Selecting the Architect

To select an architect for the facility, Rensselaer initially drew from a short list of 14 firms. Then they initiated an architectural competition in March 2001 among four distinguished firms: Davis Brody Bond, New York, NY, teaming with Thomas Leeser, London; Nicholas Grimshaw & Partners, London; Morphosis Architects, Santa Monica, CA; and Bernard Tschumi Architects, New York, NY. All finalists made presentations on June 14 before Rensselaer's jury committee and its external advisers: James H. Collins, Jr. President and CEO of Payette Associates; Bruce S. Fowle, Founder and Senior Principal of Fox & Fowle Architects; and K. Michael Hays, Professor at the Harvard Graduate School of Design and Adjunct Curator of Architecture at the Whitney Museum of American Art. Alan Balfour, Dean of the School of Architecture and member of the jury committee, commented that, "The distinction of the Grimshaw submission was in seeing the building as an ensemble of instrumental spaces defined by technology which seemed exactly appropriate to house the range of performances and stimulate new knowledge that Rensselaer will bring to the intersection of the arts with science and technology."

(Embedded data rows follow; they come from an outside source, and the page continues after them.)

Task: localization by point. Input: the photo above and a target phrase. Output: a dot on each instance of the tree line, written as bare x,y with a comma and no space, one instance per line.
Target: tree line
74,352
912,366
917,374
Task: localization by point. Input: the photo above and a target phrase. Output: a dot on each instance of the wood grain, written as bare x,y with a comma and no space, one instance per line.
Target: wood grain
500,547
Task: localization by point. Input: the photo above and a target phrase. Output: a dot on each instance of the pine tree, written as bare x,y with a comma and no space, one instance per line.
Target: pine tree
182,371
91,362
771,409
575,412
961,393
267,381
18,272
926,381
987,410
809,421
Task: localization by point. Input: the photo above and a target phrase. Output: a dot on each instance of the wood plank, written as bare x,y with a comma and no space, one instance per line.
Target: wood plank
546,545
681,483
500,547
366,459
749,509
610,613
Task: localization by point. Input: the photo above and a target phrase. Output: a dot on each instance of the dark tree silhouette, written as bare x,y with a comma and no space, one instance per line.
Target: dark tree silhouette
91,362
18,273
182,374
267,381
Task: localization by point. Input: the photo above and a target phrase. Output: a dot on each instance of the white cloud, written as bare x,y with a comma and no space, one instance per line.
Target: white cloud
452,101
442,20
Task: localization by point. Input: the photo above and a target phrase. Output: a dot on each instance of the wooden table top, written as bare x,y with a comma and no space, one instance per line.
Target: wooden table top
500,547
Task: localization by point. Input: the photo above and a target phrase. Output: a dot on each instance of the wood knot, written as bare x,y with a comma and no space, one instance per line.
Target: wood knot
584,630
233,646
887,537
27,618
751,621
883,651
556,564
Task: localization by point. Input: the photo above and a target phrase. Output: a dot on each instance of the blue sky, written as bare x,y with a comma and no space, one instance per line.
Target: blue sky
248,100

About Nicholas Grimshaw & Partners

Nicholas Grimshaw & Partners is perhaps best known for its design of London's International Terminal Waterloo (completed 1993), which received the President's Award for Building of the Year from the Royal Institute of British Architects, the Royal Fine Arts Commission/Sunday Times Building of the Year Award, and the Excellence in Design Award of the London chapter of the American Institute of Architects. Recent arts projects include a new building for the Royal College of Art in London, which features a major exhibition space; and the Caixa Galicia Art Foundation Building on the waterfront at La Corua, Spain, which includes an auditorium and lecture hall together with extensive galleries for works of art. Other notable projects include the Phase One redevelopment of London's Paddington Station (completed 1999) and The Eden Project in Cornwall, U.K. (completed 2001), which has created the world's largest greenhouse as a showcase for global biodiversity. Nicholas Grimshaw & Partners has an established office in the United States, where the firm's first American project, the Donald Danforth Plant Science Center in St. Louis, Missouri, is scheduled for completion in fall 2001. The firm is also involved in the design of the Miami Intermodal Center in Florida, a major transport interchange project due for construction in 2005. Rensselaer's Experimental Media and Performing Arts Center is the first major performing arts project undertaken by Nicholas Grimshaw & Partners.

About Rensselaer

Founded in 1824, Rensselaer Polytechnic Institute is one of America's leading research universities, with a student body of 5,000 undergraduates, 1,800 graduate students in residential programs, and 2,800 students in distance programs and at Rensselaer at Hartford. Rensselaer is known for providing an undergraduate education of undisputed intellectual rigor based on exceptional pedagogical innovation and has earned distinction in interactive learning and the application of information technology to education. Faculty are engaged in cutting-edge research in fields ranging from microelectronics to computational modeling and simulation, mathematical finance, advanced materials, environmental studies, lighting, and electronic arts. Fostering technological entrepreneurship, Rensselaer operates three business incubators, with a technology park that is home to some 50 companies.